El tercer caso es el de Genaro Palacios, bluesero de Guadalajara afectado por enfermedad pulmonar obstructiva crónica, el tristemente célebre EPOC, que lo obligó durante los últimos años de su vida a llevar consigo un tanque de oxígeno a dondequiera. Llegó a tener 22% de capacidad respiratoria que disminuía cada vez más, los médicos le auguraban poco tiempo de vida. Vendió su saxofón, tiró sus armónicas al tiempo que hacía ejercicios neumológicos por su cuenta. El neumólogo no podía creer que hubiera conseguido aumentar a 78% su capacidad respiratoria. Genaro tenía una teoría propia: el poder de la música y, más específicamente, el poder del blues, lo salvaron y le permitieron vivir y tocar hasta 2024 cuando sus pulmones dijeron «hasta aquí».

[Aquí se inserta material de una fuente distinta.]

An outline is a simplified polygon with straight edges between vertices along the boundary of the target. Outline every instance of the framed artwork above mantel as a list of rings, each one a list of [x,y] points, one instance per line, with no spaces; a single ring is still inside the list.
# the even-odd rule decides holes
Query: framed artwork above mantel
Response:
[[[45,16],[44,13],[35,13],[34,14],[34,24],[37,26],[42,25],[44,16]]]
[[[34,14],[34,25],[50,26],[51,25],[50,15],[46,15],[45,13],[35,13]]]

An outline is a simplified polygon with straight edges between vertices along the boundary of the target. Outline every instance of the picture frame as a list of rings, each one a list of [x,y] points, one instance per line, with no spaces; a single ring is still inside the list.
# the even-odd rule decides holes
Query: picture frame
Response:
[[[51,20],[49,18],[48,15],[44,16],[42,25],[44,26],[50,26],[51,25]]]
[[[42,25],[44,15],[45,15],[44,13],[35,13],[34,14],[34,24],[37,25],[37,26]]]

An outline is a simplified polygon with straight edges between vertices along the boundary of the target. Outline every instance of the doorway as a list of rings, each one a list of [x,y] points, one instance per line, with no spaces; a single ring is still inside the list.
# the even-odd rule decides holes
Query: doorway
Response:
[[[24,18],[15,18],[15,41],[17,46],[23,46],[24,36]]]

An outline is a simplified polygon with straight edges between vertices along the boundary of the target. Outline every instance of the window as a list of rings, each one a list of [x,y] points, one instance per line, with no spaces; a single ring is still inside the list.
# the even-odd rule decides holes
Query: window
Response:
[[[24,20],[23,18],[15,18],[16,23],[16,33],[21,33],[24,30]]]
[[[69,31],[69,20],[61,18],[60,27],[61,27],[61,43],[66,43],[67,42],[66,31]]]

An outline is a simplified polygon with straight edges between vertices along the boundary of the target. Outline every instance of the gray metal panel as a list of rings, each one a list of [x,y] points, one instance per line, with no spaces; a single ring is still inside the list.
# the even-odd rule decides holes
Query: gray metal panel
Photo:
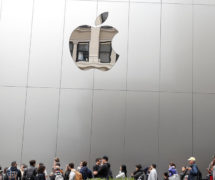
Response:
[[[48,170],[56,149],[58,89],[29,88],[26,107],[23,162],[43,162]]]
[[[0,84],[25,86],[33,0],[2,2]]]
[[[161,91],[191,92],[192,6],[164,4],[161,32]]]
[[[78,26],[94,26],[95,19],[96,2],[67,1],[62,67],[62,87],[64,88],[92,89],[93,87],[93,71],[82,71],[76,66],[69,51],[69,39]]]
[[[125,159],[129,174],[136,164],[158,162],[158,93],[128,92]]]
[[[91,90],[62,90],[57,148],[62,167],[89,161],[91,114]]]
[[[59,87],[63,22],[63,0],[36,0],[31,42],[29,85]]]
[[[1,166],[20,163],[22,127],[25,108],[25,88],[0,87]]]
[[[195,92],[215,92],[215,6],[194,6],[193,74]]]
[[[123,163],[125,92],[95,91],[91,162],[107,155],[114,175]]]
[[[118,16],[119,9],[123,16]],[[95,71],[94,87],[95,89],[125,90],[128,40],[128,3],[117,2],[113,5],[112,2],[99,2],[98,14],[106,11],[109,12],[109,16],[104,25],[111,25],[119,31],[119,33],[113,38],[112,47],[120,56],[110,71],[105,73],[102,71]]]
[[[178,171],[192,155],[192,94],[161,93],[159,160],[160,172],[175,162]],[[162,175],[162,174],[161,174]]]
[[[159,89],[160,4],[131,3],[127,85],[129,90]]]
[[[206,168],[214,155],[215,95],[196,94],[194,96],[194,155],[201,171]]]

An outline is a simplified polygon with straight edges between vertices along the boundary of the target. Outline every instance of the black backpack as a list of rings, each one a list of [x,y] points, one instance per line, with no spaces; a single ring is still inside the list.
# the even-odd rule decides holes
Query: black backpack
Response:
[[[138,177],[137,180],[144,180],[144,177],[145,177],[145,175],[144,175],[144,173],[143,173],[143,174],[141,174],[141,175]]]
[[[35,180],[35,168],[28,168],[26,170],[25,180]]]
[[[199,170],[199,168],[197,167],[198,172],[197,172],[197,180],[202,180],[202,172]]]
[[[17,180],[18,172],[12,171],[11,169],[8,169],[7,171],[7,177],[9,180]]]

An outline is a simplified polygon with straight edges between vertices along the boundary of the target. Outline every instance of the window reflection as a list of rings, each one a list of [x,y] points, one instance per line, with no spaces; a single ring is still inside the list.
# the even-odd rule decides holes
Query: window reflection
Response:
[[[103,13],[98,19],[107,19]],[[118,31],[112,26],[91,27],[82,25],[71,34],[70,53],[76,65],[83,70],[100,69],[107,71],[117,62],[119,55],[112,49],[112,39]]]

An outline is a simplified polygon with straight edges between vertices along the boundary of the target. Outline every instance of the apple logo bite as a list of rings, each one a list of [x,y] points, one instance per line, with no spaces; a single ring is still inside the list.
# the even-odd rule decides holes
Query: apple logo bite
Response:
[[[117,62],[119,55],[112,49],[112,40],[118,31],[112,26],[100,26],[107,18],[108,12],[104,12],[96,18],[96,27],[82,25],[72,32],[70,53],[80,69],[107,71]]]

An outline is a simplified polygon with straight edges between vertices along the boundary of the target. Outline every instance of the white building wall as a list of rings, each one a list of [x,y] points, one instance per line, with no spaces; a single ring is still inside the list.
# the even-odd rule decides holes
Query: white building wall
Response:
[[[97,4],[98,3],[98,4]],[[119,33],[107,72],[81,71],[69,37],[80,25]],[[98,156],[122,163],[190,155],[205,172],[215,151],[215,0],[0,0],[0,164],[50,169]]]

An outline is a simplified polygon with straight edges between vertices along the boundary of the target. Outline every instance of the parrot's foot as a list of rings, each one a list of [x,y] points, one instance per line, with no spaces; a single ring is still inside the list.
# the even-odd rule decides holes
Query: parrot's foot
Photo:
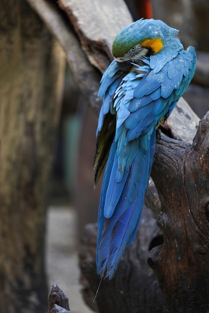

Mientras engordo cada vez más mi playlist —espero que llegue a miles de canciones antes de que se use públicamente—, pienso de nuevo en Oliver Sacks, quien murió el 30 de agosto de 2015. Dos semanas antes dejó perfilado el contenido de su libro póstumo El río de la conciencia, con once ensayos sobre sus preocupaciones habituales: la evolución, la neurociencia, la botánica, la memoria, las artes. Sacks vivió como quiso aunque no con pocas dificultades a pesar de los muchos reconocimientos que obtuvo en vida: padecía prosopagnosia —incapacidad de reconocer los rostros—; describía su condición de timidez como una enfermedad; era homosexual y mantuvo una especie de celibato voluntario hasta los setenta y siete años; se describía como «un viejo judío ateo». La causa de su muerte a los ochenta y dos años fue cáncer. Le debemos muchas indagaciones interesantísimas sobre el cerebro, entre ellas las relacionadas con la música, que merecen una lectura atenta.